I ripped this from a rip from a rip from a rip... if anyone knows of any other similar stuff I could leech from I'd be grateful for any pointers. ta. 


e2a::: right click, save as...it's 59.4mb in size.


----------



## boskysquelch (Mar 31, 2010)

btw this film doesn't have sound...atm!!! I've got another one which does and describes the working day/weeks/months/year of fishermen in Mousehole. I'll up it over the next few days.


----------



## boskysquelch (Apr 1, 2010)

any of you want to see the talkie?


----------



## boskysquelch (Apr 1, 2010)

that's the silent one.


----------



## boskysquelch (Apr 2, 2010)

this is the mr Chumleighwotzit talkie.



enjoy...u miserables.


----------



## neuronotic (Apr 15, 2010)

Thanks for that, it's a shame not more of this is systematically digitised and available to watch in a easy manner (rather than spending more time searching than watching....or maybe that's part of the charm?)

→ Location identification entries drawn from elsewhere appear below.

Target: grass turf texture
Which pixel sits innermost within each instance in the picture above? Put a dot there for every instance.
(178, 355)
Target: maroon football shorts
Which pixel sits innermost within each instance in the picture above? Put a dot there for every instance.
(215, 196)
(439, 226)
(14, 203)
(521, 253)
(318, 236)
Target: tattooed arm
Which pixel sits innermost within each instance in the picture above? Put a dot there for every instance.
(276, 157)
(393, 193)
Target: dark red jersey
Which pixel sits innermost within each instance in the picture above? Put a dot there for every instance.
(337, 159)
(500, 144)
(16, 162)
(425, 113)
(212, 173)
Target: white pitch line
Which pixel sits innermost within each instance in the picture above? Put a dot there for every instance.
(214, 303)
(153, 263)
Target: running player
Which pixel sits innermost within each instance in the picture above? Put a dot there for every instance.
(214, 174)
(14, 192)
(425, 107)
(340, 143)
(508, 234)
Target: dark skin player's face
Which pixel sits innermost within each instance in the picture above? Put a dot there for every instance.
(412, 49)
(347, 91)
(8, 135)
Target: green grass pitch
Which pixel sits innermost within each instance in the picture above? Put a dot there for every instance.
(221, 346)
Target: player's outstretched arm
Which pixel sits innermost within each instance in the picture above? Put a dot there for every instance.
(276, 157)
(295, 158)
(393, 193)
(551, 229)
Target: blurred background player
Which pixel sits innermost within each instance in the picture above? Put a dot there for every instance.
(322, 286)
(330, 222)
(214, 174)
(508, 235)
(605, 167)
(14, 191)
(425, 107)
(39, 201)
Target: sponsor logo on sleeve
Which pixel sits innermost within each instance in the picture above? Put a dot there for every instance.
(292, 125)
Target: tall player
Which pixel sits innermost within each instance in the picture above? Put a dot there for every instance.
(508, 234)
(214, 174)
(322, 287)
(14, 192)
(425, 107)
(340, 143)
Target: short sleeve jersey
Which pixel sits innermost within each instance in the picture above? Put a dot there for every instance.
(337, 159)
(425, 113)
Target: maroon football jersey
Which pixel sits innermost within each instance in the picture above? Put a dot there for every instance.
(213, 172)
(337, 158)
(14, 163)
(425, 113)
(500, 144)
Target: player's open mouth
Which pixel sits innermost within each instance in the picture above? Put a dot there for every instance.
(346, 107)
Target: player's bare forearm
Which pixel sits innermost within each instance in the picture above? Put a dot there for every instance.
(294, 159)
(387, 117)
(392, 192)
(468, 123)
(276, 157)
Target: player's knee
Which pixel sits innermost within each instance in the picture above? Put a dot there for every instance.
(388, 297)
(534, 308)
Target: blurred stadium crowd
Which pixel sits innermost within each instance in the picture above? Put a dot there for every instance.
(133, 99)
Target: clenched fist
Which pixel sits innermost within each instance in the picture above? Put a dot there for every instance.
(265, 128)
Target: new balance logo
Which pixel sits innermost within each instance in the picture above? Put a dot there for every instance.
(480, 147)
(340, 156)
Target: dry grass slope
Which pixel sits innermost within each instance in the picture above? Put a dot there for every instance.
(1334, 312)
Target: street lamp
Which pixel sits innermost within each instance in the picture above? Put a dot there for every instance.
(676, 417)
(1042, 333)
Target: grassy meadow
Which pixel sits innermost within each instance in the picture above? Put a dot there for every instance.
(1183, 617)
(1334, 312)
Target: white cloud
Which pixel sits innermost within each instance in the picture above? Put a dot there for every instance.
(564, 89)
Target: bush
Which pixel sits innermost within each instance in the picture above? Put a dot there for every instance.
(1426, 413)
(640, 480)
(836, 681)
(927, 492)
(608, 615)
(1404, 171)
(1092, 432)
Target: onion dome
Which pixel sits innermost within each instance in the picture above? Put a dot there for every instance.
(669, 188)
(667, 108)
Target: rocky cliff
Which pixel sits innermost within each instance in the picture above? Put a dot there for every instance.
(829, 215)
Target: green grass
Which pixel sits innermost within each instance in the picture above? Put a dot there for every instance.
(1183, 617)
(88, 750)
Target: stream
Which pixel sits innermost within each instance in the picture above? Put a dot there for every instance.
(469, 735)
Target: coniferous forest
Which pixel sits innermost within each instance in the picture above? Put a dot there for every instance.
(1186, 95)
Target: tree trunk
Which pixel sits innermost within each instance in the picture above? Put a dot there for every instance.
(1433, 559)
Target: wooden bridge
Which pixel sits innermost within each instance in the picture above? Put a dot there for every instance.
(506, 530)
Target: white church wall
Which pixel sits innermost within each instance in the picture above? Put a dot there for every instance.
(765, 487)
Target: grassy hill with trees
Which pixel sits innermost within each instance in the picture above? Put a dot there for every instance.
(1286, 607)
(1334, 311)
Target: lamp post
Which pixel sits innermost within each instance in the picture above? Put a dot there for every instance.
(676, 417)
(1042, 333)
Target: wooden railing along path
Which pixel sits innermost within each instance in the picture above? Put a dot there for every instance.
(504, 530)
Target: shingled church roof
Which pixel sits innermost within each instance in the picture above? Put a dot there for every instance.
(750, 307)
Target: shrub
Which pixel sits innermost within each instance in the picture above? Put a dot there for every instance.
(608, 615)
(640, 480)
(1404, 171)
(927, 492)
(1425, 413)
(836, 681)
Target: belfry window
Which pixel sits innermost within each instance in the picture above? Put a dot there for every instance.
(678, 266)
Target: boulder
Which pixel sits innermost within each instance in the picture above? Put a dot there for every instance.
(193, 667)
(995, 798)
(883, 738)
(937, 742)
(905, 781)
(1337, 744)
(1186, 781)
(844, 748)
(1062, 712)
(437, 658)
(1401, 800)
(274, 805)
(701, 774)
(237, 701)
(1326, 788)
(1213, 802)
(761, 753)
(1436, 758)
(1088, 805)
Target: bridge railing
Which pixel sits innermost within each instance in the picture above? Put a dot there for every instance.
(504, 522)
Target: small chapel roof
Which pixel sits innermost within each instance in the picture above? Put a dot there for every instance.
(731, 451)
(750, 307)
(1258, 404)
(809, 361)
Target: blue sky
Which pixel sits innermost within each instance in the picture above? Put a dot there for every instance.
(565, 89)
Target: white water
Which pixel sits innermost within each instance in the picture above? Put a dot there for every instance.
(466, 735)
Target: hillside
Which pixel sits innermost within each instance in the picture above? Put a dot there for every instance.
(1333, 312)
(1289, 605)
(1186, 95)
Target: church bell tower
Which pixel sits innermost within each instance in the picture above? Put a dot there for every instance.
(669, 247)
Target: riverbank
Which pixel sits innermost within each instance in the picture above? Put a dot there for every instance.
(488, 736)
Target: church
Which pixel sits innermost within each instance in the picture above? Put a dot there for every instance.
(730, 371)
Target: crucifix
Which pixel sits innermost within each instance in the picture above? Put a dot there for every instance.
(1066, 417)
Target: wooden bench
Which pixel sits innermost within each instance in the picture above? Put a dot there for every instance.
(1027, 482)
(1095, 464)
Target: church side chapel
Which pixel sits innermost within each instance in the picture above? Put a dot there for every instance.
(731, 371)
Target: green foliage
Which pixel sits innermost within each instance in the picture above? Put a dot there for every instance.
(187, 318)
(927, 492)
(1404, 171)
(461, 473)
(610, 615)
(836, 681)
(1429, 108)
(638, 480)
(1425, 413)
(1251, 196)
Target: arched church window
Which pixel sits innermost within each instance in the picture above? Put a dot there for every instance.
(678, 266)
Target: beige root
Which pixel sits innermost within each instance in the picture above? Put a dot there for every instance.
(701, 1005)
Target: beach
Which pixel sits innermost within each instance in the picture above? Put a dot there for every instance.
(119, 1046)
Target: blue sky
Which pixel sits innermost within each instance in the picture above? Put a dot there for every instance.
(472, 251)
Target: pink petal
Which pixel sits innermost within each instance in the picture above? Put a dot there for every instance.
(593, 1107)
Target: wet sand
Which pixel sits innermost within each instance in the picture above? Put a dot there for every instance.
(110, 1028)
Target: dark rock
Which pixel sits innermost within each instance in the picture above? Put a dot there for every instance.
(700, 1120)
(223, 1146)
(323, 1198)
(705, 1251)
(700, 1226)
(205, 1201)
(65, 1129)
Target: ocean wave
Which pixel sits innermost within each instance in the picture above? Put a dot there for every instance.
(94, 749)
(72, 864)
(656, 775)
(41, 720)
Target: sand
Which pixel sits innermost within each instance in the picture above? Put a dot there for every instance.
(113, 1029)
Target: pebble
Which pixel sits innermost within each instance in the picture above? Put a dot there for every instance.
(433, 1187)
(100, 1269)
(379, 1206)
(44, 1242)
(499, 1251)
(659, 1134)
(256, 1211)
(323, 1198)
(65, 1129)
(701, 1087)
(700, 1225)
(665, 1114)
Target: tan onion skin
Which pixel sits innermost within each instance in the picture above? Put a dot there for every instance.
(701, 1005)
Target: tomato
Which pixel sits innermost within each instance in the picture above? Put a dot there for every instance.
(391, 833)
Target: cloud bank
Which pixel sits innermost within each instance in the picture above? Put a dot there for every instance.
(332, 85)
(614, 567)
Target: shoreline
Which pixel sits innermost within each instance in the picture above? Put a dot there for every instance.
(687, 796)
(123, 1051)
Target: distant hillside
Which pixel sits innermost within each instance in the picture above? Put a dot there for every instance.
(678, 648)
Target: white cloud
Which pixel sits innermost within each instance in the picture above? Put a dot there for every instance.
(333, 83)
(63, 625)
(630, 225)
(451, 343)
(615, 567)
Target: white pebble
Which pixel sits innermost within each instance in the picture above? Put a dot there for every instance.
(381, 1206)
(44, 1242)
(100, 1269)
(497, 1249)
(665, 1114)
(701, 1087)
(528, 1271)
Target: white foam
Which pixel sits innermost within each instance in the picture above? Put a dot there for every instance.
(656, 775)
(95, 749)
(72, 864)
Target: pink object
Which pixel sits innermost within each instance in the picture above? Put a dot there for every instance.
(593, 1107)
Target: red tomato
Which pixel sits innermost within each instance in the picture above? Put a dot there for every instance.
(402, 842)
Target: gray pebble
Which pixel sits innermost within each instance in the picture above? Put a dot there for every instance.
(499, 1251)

some background on one of the directors:
http://bioscopic.wordpress.com/2008/06/08/john-barnes-rip/

Once place to get similar films might be visual-anthropology archives. But these tend to be films of 'the other'...and it's only recently that this 'other' doesn't just mean strange barbarians...


----------



## Paulie Tandoori (Apr 15, 2010)

boskysquelch said:


> that's the silent one.


brilliant, nice one bosky


----------



## Libertad (Apr 16, 2010)

Really enjoyed that, cheers.


----------